The cancellation and subsequent revival of a deal is a time-consuming matter: Not only are there two sets of remittance reports on all of the loans - which changes the principal factors of the transaction - but rating agencies are liable to revisit the deal. Moreover, the underwriter usually has to recalculate every number on the transaction as well as rewrite the registration and marketing materials.

Furthermore, if an underwriter proceeds with an offering under these circumstances, it gives a free right to all of the initial holders of the security to litigate, should the performance of the bonds disappoint.

"This all takes a lot of time and money," the analyst said. "GMAC can't get this deal done in 2001."

Pent-up demand?

Some market participants suggested that the removal of the GMAC deal and the recent heavy buying of multifamily-concentrated deals by the Agencies could cause CMBS spreads to tighten. After all, the shortage of AAA's has been an issue since Sept. 11, but the situation has been exacerbated by the high multifamily components of two recently priced deals, the $1.035 billion JPMCCMS 01-C1 and the $958.65 million FUNBCM 01-C4.

The JPMorgan deal was 32% multifamily, which meant the triple-A's were not even offered to investors. The FUNB was 34% multifamily, so it is likely that the triple-A's were also bought up by an Agency and hence not widely available. So with two weeks left there are only four fixed-rate conduit deals left for investors to buy triple-A's: CSFB, JPMorgan/CIBC, a Salomon Smith Barney conduit and the TOP5 transaction.

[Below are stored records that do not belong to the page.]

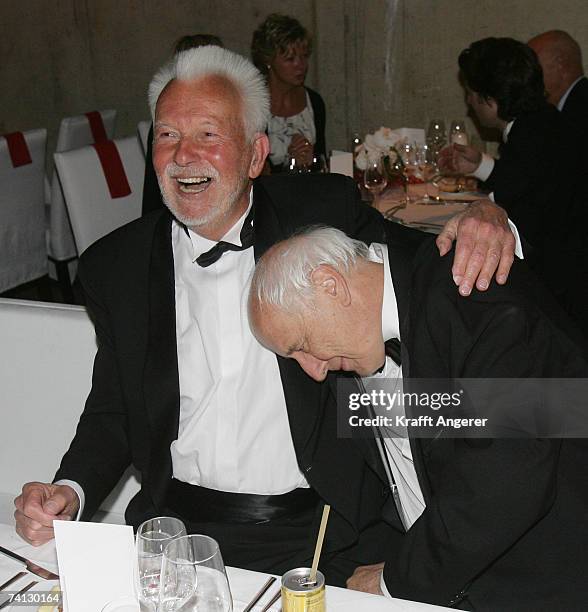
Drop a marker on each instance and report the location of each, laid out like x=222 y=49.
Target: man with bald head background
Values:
x=181 y=389
x=560 y=57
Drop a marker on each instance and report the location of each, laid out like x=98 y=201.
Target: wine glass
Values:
x=427 y=167
x=436 y=135
x=457 y=132
x=193 y=577
x=153 y=536
x=408 y=154
x=297 y=166
x=374 y=177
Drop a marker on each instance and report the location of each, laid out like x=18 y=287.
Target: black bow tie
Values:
x=214 y=254
x=392 y=350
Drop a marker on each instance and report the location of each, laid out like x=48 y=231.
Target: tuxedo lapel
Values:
x=401 y=260
x=160 y=378
x=266 y=224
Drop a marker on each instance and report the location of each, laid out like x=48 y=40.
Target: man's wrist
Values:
x=78 y=491
x=383 y=587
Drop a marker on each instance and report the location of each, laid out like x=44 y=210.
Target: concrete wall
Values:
x=376 y=62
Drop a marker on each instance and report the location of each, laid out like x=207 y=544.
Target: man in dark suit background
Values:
x=537 y=177
x=560 y=57
x=479 y=522
x=181 y=389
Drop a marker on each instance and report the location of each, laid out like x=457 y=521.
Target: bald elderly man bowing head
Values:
x=484 y=524
x=181 y=389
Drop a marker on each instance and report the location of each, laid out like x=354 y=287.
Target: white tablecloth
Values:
x=244 y=584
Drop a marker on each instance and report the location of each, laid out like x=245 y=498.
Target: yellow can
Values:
x=301 y=595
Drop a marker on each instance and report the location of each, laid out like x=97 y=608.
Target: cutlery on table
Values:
x=11 y=580
x=31 y=567
x=30 y=585
x=259 y=594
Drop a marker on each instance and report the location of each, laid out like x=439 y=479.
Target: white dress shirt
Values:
x=484 y=170
x=564 y=98
x=397 y=449
x=234 y=433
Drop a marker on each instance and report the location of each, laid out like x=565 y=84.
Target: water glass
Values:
x=427 y=169
x=374 y=177
x=193 y=577
x=457 y=132
x=319 y=164
x=152 y=538
x=436 y=135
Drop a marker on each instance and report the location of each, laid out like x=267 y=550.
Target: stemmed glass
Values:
x=436 y=136
x=193 y=577
x=319 y=164
x=408 y=153
x=457 y=132
x=152 y=538
x=374 y=177
x=427 y=168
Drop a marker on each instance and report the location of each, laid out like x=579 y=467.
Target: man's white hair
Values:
x=282 y=276
x=211 y=60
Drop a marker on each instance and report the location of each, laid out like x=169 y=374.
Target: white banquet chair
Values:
x=23 y=255
x=93 y=211
x=47 y=352
x=74 y=132
x=143 y=128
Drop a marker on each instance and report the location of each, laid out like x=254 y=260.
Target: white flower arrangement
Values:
x=381 y=143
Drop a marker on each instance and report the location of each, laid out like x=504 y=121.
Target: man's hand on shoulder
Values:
x=485 y=246
x=39 y=505
x=367 y=578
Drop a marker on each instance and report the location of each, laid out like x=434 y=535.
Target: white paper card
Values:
x=341 y=162
x=96 y=564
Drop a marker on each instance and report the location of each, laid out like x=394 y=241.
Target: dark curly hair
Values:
x=274 y=36
x=507 y=71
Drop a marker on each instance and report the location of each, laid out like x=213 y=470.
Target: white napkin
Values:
x=341 y=162
x=96 y=564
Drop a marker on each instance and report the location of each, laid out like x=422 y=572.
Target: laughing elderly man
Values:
x=181 y=389
x=481 y=524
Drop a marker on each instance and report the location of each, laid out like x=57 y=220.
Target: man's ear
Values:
x=260 y=152
x=332 y=284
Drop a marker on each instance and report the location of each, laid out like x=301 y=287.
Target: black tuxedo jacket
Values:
x=131 y=415
x=575 y=110
x=504 y=526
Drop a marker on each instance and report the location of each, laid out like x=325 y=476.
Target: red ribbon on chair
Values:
x=113 y=169
x=18 y=149
x=97 y=126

This all points to a somewhat pent-up demand for triple-As, some sources said, but another CMBS strategist made the counterpoint, saying: "While the shortage of triple-A paper could tighten CMBS spreads slightly in the near-term, we don't expect a significant move, as in the last two weeks of the year the market will see four more fixed-rate transactions and CMBS investors have alternative debt products available.

"Specifically, we continue to have a neutral recommendation on triple-A CMBS spreads, given where they price relative to Agencies and swaps."

Another analyst was in agreement, adding that if there was such a pent-up demand, the CMBS basis would be narrowing sharply, and it is not. "We could see a narrowing of spreads, but that's attributed to an improvement in swaps. Not only that, but we are awash in deals. So I am skeptical that the narrowing of spreads is anything other than a swaps-related phenomenon."

Still, last week's FUNB deal certainly benefited from the changed market landscape following the removal of the GMAC deal: all tranches tightened at launch (see story p.15).